When the researchers compared the two models, the home model had high accuracy (AUC, 0.8) and was equally effective to the clinical model, and could identify two-thirds of all individuals with more than four diseased segments, Bergström said.
“Using a home-based test, we can, with reasonable precision, predict who has widespread CAD without requiring health care resources,” he said. “We hope these findings can be developed into a future screening strategy; this strategy could involve simple home-based tests to first select individuals with a high likelihood of having silent CAD and then define this risk further using CCTA imaging.

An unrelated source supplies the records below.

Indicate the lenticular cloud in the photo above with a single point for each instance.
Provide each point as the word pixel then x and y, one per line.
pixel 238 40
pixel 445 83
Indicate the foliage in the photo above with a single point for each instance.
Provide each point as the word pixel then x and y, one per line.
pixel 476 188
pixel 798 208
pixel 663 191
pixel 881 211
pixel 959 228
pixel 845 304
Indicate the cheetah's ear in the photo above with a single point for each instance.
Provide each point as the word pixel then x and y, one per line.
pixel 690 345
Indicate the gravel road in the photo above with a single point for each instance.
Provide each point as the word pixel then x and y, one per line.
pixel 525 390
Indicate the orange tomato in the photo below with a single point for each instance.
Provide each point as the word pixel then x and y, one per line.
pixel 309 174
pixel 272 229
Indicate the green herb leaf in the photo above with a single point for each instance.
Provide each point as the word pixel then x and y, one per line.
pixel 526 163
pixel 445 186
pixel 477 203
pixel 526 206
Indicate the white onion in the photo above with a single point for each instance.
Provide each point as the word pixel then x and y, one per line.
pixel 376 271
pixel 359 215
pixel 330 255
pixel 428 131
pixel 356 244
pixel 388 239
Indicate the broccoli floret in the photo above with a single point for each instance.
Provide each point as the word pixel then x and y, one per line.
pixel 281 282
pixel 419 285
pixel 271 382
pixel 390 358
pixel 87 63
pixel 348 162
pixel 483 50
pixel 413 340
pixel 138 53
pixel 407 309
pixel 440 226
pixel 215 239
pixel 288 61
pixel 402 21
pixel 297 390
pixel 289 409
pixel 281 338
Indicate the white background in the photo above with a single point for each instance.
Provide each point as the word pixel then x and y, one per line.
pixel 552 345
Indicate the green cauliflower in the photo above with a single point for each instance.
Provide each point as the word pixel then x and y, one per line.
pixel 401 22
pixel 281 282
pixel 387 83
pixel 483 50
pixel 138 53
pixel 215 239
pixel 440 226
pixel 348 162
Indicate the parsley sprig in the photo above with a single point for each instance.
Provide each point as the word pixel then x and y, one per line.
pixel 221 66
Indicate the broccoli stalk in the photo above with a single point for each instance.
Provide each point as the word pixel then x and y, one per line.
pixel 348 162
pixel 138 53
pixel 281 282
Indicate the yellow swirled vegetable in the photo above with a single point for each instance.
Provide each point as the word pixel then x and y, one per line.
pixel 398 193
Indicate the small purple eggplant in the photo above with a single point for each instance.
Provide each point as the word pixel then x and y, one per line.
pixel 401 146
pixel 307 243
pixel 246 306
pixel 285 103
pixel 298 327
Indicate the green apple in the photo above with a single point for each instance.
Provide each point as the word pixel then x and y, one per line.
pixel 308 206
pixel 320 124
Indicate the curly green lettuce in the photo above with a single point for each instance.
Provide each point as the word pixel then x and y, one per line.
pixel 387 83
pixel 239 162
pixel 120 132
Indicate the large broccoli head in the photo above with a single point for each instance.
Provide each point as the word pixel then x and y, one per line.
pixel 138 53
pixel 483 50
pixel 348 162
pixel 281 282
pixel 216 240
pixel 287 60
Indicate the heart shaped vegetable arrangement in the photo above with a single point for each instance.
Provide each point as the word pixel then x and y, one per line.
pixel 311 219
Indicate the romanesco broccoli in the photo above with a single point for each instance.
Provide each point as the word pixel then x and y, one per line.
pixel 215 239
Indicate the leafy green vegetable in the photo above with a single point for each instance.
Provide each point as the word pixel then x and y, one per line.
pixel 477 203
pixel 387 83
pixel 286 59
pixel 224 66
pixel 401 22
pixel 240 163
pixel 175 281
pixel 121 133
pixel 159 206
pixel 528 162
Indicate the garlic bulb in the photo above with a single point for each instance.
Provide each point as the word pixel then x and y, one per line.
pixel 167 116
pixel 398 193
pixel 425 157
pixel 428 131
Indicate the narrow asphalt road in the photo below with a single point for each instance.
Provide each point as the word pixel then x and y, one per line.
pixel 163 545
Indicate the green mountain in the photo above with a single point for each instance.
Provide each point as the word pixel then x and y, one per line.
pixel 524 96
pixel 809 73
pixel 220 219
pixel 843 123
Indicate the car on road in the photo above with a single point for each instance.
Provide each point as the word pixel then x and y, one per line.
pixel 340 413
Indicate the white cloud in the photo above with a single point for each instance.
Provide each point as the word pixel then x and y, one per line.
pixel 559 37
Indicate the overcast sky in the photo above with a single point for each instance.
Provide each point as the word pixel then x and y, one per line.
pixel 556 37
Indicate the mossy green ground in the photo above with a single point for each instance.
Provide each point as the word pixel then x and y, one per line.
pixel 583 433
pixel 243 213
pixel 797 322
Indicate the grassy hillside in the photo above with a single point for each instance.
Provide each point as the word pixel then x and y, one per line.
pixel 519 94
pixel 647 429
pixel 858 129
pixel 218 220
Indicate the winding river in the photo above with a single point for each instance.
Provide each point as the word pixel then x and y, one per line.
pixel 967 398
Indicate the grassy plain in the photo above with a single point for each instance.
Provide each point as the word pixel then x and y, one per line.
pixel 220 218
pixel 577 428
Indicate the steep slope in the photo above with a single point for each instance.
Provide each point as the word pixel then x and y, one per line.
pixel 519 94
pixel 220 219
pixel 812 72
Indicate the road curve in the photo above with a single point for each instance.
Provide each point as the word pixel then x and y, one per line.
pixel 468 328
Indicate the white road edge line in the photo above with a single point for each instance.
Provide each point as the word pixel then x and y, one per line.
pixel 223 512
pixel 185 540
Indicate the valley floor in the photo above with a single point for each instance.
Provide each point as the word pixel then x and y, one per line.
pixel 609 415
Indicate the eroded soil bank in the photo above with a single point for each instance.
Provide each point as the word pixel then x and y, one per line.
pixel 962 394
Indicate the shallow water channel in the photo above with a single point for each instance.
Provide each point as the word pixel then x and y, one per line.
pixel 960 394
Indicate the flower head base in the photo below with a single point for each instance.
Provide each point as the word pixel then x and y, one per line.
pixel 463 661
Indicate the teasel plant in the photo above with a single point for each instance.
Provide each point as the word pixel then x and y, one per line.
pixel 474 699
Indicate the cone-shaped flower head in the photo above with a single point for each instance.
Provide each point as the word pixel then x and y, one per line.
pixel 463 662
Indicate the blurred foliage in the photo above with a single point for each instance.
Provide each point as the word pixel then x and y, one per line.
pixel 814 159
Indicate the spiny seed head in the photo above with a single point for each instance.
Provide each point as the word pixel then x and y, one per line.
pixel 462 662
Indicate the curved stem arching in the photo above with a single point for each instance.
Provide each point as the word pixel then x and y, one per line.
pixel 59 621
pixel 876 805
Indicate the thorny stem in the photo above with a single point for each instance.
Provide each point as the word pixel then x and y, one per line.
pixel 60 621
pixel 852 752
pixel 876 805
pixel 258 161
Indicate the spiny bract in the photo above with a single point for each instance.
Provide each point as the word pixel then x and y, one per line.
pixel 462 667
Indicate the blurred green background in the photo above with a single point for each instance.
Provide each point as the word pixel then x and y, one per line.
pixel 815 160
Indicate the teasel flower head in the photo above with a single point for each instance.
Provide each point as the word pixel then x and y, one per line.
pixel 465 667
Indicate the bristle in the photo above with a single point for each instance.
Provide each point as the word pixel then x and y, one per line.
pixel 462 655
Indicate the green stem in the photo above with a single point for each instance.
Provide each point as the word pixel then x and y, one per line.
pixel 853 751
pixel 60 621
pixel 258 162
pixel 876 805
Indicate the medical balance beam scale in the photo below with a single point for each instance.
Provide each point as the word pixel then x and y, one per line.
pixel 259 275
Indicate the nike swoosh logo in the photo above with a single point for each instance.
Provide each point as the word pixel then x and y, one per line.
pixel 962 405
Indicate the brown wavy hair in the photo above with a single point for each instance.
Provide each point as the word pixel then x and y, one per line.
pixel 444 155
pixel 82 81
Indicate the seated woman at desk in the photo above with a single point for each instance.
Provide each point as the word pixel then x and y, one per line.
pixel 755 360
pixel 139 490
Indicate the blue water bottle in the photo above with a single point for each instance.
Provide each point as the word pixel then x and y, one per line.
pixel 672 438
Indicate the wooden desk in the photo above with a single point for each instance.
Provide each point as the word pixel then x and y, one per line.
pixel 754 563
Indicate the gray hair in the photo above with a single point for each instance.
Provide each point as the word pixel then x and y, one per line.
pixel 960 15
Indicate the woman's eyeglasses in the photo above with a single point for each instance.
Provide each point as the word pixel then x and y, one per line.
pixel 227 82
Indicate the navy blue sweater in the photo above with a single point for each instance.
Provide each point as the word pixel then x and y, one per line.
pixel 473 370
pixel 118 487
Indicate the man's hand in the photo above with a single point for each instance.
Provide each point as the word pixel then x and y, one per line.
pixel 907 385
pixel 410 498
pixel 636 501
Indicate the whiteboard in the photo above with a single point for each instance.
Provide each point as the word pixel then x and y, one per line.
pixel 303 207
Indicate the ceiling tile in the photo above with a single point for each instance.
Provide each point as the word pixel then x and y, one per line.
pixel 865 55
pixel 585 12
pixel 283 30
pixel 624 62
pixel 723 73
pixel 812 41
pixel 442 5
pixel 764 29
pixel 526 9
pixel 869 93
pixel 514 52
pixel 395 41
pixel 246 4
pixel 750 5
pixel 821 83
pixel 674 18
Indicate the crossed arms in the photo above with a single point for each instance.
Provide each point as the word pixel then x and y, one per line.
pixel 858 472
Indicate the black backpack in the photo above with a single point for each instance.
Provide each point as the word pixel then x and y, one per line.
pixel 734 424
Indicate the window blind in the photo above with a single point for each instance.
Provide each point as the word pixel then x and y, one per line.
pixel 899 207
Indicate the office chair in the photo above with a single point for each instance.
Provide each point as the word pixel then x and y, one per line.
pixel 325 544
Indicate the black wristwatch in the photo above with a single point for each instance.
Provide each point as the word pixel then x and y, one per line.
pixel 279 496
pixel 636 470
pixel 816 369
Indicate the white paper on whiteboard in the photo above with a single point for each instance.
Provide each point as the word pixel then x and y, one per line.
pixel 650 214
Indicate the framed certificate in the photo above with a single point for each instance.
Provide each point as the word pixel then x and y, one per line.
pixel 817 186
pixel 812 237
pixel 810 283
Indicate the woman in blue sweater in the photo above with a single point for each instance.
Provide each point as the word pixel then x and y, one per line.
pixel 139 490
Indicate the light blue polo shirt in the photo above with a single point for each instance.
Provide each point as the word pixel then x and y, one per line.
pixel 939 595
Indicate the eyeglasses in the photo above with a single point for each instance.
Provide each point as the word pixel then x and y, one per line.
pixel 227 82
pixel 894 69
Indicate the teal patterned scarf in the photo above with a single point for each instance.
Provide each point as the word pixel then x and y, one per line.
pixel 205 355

This could lead to early detection of CAD so we can provide preventive treatment to those at the highest risk and decrease the risk of future heart attacks.”
During a discussant presentation following the trial, Pamela S. Douglas, MD, MACC, FASE, FAHA, the Ursula Geller Professor of Research in Cardiovascular Disease at Duke University, said the home-based risk score is “innovative with important implications” for public health.
Additionally, “the SCAPIS proposal to use CCTA only in individuals with high clinical risk requires prospective validation, including ensuring that all prognostically significant nonobstructive CAD is detected, so this at-risk group is not undertreated,” Douglas said. “Once validated prospectively, randomized controlled trials are needed to determine if the SCAPIS algorithm, cut point and tiered approach of conditional CCTA will improve outcomes and be cost effective compared to usual care, or an as-yet untested imaging-driven strategy of CCTA for all.”